Silvicultural Sector

Loss of forest cover in regions like the Amazon is creating major problems for mankind. Tropical rainforests support more than 1,000 trees per hectare. These trees ‘breathe in’ the carbon dioxide (CO2) in the atmosphere and convert it into Oxygen (O2) and Carbon (C) which they store in the form of wood. This vital photosynthetic process has been described as being the equivalent of ‘the lungs of the planet’. With an area of trees greater than the size of Belgium destroyed each year, the amount of CO2 that can be captured, converted and stored (CCS or sequestered) from the atmosphere is reduced proportionally. This results in more CO2 accumulating in the atmosphere and in turn makes global warming problems worse. Reversing the upward accumulation of CO2 in the atmosphere requires mass reforestation.

‘Every year more than 7.3 million hectares of forest are lost through logging and slash and burn land clearance activities’



ImageC-Questor’s Phytolabs technology is developing protocols for addressing the need for rapid reforestation by supplementing traditional reproductive techniques with continuous fermentation of cloned tree cell suspension cultures. The start-up material for the mass replication of the trees is provided by a Cytobank which is then aseptically inoculated into a specially designed Treepak container mounted on a roboticised, Robotree assembly line. Whilst CQ’s novel techniques allow for the production of hundreds of millions of trees annually the problem of actually planting such large quantities of trees in remote areas with poor infrastructures has to be tackled, and to do this C-Questor is developing an aerial delivery platform called Treedrop.

Silvicultural Technical Overview
Trees are one of the great natural carbon sequesterers, collectively storing a huge amount of carbon as both wood and soil carbon (leaves and roots). Presently, around 20% of global CO2 emissions arise from disturbance / deforestation arising from human activities. By Silviculture, and good forest management, using a wide variety of commercially useful trees, it is possible to maintain and restore existing forests, and to plant new ones, by which a significant amount of net CO2 emissions can be avoided.

‘An important consideration for land owners is the major increase in land values that can result using C-Questor’s portfolio of reforestation techniques’



Such good practices have hugely beneficial effects; in as much as they promote biodiversity, and maintain the habitats on which biodiversity depend. A large proportion of prescription medicines were first discovered in wild plants, and many new medicines are undoubtedly still out there waiting to be discovered. By preserving bio-diverse forests, we maintain the possibility of discovering these substances which we could not do if the plants that produce them are destroyed. As well as bio-diversity, and the chance of new medicines, trees help regulate and purify water supplies, mitigating drought and flood, and provide many useful materials.

Silvicultural Aims
ImageThe Silviculture sector aims to produce and plant huge numbers of trees using a range of proprietary technologies, so enabling the creation of bio-diverse multispecies tree plantations. These technologies include robotic tissue culture for the mass production of tree seedlings, and a technology for mass plantation of said seedlings from the air in remote locations. Much of the income from these plantations will be derived from the carbon trading markets, with the promise of longer term revenues from wood, and other forest products as the forest matures.

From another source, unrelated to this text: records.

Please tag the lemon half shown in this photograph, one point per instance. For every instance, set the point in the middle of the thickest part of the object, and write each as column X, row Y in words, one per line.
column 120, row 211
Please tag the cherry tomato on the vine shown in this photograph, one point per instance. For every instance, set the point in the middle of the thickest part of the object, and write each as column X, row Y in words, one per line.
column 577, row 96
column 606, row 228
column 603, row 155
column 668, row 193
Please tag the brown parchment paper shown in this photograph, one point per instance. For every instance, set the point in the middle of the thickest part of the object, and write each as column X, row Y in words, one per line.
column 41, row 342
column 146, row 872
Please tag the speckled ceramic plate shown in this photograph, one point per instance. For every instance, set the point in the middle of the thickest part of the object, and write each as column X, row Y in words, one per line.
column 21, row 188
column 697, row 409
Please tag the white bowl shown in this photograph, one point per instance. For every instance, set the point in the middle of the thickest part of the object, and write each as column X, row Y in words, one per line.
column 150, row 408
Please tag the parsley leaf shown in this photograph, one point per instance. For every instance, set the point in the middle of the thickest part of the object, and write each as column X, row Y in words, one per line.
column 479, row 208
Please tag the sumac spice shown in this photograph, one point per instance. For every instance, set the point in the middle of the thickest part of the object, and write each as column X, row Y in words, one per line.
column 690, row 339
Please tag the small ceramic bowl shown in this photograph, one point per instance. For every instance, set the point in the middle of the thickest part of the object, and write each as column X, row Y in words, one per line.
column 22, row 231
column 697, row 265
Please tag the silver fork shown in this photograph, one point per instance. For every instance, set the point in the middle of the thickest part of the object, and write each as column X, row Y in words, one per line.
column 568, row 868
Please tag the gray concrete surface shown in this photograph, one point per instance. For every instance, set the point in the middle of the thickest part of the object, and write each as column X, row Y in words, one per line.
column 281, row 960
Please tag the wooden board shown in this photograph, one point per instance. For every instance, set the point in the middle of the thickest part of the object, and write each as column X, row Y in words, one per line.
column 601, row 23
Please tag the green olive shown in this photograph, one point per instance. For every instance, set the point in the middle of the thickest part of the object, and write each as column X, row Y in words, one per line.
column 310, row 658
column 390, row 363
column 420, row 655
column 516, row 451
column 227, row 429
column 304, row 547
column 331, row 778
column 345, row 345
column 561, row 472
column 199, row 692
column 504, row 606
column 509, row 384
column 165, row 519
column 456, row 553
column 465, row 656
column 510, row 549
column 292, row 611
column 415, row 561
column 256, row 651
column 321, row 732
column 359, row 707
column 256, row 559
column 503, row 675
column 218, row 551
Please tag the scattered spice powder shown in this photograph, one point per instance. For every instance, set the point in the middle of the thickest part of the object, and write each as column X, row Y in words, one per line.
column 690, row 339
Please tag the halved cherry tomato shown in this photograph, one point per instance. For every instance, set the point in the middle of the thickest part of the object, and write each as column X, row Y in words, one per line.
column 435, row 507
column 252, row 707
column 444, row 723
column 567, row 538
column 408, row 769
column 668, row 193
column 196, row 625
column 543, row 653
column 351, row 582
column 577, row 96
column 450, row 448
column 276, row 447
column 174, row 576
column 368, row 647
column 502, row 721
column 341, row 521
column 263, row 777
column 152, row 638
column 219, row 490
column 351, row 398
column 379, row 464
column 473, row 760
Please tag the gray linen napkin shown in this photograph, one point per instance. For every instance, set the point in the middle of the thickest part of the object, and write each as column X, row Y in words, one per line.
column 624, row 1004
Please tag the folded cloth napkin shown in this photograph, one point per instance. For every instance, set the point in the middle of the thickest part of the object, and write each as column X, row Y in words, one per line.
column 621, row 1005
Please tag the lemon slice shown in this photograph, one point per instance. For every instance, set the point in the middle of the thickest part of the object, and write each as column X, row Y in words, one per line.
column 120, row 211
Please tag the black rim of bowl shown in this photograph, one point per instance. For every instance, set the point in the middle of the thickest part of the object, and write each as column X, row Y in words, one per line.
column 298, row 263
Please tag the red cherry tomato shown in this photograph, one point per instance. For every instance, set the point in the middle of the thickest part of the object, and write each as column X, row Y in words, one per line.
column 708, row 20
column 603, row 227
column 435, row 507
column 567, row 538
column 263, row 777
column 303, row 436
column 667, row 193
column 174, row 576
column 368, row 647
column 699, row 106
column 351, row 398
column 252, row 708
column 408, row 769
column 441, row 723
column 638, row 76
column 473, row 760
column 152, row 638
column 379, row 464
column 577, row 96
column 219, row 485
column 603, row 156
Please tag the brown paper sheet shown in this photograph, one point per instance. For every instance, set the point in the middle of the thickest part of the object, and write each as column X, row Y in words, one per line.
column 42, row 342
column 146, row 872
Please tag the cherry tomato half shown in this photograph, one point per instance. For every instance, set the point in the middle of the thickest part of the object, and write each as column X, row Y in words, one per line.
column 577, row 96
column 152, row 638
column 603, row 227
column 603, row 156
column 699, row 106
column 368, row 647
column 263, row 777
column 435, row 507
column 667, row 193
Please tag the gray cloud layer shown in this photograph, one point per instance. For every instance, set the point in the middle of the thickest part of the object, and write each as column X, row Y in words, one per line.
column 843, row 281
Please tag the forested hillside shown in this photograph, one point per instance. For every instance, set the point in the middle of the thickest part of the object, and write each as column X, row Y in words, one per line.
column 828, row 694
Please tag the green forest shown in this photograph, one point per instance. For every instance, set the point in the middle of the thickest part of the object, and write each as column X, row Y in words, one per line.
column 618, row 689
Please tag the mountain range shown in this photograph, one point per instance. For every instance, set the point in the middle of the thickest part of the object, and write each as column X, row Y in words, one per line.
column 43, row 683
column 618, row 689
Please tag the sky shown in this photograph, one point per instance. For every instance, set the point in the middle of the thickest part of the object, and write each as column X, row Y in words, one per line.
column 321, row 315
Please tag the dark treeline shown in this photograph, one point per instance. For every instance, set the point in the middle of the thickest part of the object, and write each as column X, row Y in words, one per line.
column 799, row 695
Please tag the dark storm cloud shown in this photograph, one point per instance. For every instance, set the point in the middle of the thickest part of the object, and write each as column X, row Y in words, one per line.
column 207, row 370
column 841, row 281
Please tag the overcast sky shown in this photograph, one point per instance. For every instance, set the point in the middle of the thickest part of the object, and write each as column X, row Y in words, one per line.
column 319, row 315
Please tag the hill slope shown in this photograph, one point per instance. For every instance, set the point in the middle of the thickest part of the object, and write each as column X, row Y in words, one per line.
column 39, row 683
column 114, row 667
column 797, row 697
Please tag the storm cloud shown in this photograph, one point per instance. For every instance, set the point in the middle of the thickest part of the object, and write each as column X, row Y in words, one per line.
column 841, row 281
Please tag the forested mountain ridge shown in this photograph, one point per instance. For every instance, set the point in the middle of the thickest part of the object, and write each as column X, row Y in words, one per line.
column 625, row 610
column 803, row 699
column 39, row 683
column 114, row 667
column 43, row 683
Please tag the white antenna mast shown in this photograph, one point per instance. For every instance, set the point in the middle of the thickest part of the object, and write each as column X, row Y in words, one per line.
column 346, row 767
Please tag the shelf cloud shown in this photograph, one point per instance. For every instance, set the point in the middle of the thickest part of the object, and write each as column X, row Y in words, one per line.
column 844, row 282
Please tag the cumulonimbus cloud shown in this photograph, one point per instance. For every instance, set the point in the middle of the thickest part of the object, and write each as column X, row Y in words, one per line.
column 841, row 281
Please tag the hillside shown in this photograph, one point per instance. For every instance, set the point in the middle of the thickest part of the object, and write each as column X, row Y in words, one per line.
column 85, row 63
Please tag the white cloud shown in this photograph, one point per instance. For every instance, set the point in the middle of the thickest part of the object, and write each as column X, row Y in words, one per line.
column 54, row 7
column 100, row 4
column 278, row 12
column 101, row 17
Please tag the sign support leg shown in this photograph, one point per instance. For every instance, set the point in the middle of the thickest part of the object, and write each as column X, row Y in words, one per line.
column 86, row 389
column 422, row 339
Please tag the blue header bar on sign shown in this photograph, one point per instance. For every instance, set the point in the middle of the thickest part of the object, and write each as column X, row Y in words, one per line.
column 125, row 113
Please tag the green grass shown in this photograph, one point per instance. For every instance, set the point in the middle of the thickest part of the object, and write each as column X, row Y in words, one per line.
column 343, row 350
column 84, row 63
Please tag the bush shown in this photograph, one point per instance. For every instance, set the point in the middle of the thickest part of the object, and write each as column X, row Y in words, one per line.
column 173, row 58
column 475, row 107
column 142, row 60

In many cases, our tree plantations will be inter-planted with a variety of local shade loving crops – so giving the opportunity of agricultural revenues to local people within the forest. These technologies will of course be applicable to other trees and plants such as fruit trees, and ornamental trees and shrubs, so that once developed, the technologies will have the possibility of generating significant additional revenue in the high value Western gardening markets.